Malcolm X Day Community Celebration held in San Diego

Instructor Dennis Newsome with capoeira students of Os Malandros de estre Toure School of Martial Arts. SLL photo: Gloria Verdieu

Malcolm X Library honored El Hajj Malik Shabazz on May 18, the eve of his 94th birthday. This Fourth Annual Malcolm X Day Community Celebration was organized by the Malcolm X Day Organizing Committee, chaired by San Diego visual artist Kim Phillips-Pea.    

The African American Museum of Fine Arts joined in the celebration by hosting its Third Annual Food Festival in the library’s parking lot, serving the best Southern cuisine and foods of the African Diaspora in San Diego.

The program included informational workshops, artistic displays, poetry, books, pictures and quotes from Malcolm X displayed throughout the library. Local authors, powerful speakers, inspirational performers, community businesses and organizations were given time to speak about what they are doing in the community.

The celebration began with drumming and libations to honor and thank our ancestors, whose shoulders we stand on. Menuhati Kemma’atahb asked everyone to include the names of family members, grandmothers and grandfathers, aunts and uncles, who are our personal unsung heroes and sheroes, during this traditional African ceremony honoring the ancestors.

Phillips-Pea’s purpose every year is to educate our youth about Malcolm X — to dispel the many myths and spoken untruths about Malcolm X.

A large part of the program was devoted to the children. Many youths recited Malcolm X quotes. Students of capoeira, an Afro-Brazilian martial art that incorporates dance, music and acrobatics, filled the stage with demonstrations featuring many youth from the community.
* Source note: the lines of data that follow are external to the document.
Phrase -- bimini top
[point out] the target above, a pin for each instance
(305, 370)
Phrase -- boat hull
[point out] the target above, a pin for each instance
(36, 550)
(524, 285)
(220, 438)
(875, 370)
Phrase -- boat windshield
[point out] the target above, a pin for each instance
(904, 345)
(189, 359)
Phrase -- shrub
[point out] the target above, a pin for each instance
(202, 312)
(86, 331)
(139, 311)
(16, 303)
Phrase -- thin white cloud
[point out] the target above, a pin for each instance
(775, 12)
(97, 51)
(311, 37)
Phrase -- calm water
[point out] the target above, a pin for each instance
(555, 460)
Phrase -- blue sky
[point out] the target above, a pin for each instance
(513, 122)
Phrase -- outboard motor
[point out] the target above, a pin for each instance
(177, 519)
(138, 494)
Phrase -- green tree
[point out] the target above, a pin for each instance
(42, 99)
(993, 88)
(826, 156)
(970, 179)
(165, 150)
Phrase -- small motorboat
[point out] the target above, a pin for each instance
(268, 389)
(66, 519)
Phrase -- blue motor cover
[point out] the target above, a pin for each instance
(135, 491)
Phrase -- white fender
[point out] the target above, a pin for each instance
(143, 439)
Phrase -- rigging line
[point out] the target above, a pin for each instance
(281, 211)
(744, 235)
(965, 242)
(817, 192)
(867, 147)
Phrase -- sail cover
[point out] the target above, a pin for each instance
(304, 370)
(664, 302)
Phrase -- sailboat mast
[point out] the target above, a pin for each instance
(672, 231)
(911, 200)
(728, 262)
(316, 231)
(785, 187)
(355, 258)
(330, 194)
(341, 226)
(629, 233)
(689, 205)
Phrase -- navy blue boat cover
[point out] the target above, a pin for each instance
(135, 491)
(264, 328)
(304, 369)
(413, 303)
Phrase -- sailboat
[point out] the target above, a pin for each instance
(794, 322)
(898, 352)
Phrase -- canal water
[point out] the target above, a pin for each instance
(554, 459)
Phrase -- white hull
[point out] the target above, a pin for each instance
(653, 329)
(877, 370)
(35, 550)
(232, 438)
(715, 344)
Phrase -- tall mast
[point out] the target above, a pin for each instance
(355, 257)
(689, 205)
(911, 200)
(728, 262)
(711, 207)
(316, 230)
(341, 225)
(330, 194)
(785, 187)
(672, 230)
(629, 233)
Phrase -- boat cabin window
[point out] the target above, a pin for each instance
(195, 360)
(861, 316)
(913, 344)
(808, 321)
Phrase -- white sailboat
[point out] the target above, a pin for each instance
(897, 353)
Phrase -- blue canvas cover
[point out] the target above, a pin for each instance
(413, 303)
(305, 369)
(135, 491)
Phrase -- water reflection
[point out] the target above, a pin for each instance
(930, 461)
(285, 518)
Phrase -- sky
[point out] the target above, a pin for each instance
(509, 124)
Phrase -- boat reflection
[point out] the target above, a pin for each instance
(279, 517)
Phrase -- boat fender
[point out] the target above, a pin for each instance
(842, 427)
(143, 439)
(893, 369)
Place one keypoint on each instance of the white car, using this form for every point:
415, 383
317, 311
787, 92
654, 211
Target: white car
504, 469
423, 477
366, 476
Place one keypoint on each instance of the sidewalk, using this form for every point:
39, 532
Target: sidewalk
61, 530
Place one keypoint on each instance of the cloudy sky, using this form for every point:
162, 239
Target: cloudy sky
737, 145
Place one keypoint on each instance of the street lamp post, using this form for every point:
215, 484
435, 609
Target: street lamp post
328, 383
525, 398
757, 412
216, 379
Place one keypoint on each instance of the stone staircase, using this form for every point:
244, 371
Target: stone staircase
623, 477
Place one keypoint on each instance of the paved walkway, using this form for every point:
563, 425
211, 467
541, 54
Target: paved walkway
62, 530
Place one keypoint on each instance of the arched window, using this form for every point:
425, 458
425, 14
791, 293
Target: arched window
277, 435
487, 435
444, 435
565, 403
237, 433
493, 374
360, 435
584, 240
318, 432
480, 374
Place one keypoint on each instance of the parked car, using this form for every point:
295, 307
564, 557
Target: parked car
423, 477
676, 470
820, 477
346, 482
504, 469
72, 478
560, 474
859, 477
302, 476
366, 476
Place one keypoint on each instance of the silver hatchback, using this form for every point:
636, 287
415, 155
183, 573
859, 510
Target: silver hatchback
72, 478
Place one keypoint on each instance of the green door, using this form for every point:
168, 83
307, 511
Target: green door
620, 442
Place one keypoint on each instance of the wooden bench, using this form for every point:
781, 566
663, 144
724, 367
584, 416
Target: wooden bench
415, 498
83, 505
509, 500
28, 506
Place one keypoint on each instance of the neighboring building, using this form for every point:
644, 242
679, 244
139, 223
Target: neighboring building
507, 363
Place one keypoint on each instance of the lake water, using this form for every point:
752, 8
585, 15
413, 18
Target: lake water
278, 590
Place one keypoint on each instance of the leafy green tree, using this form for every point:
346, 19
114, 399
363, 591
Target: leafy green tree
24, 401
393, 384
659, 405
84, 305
It’s important to remind people that the children of Southeast San Diego named this library after Malcolm X. This was not readily accepted by officials of the city of San Diego. Councilman George Stevens and many other community members pushed the San Diego City Council to acknowledge that the community had spoken and to officially rename Valencia Park Branch Library to Malcolm X Library and Performing Arts Center. The resolution was passed in January 1996.

The Friends of Malcolm X Library presented a pamphlet entitled “Insights of Malcolm X,” a gift to the library from longtime member Eusi Kwayana. Elder Kwayana, who celebrated his 94th birthday in April, will be pleased to know that his pamphlet was presented to the library and community in honor of the 94th birthday of Ancestor Malcolm X.  

One passage in Elder Kwayana’s pamphlet reads: “What is noteworthy about the man, after whom the Southeast District of San Diego renamed a renovated Public Library in 1996, is not the variety of experiences life dealt him. His merit is rather his ability to rise above the negatives, to break free of limitations and take up and sustain a campaign for deep social change and new structure relations of equality hostile to domination.”

The day’s festivities ended with a panel discussion chaired by professor Mychal Odom on the topic, “What It Means to Be a Revolutionary Today.”

On May 19, the San Diego Committee Against Police Brutality screened a film by director John Singleton, who passed away in April, at the Malcolm X Library. While many in the film industry see “Boyz N the Hood” as Singleton’s masterpiece, CAPB choose to show his film “Rosewood,” about the 1923 Rosewood massacre, when a white mob lynched Black residents and destroyed that Florida town.

The film was followed by a discussion of the one hundred years of resistance against racist terror and violence since the Chicago white supremacist riot and Red Summer lynchings of 1919, as well as four hundred years of resistance from 1619, when the first African slaves arrived in Jamestown, Va., to the present.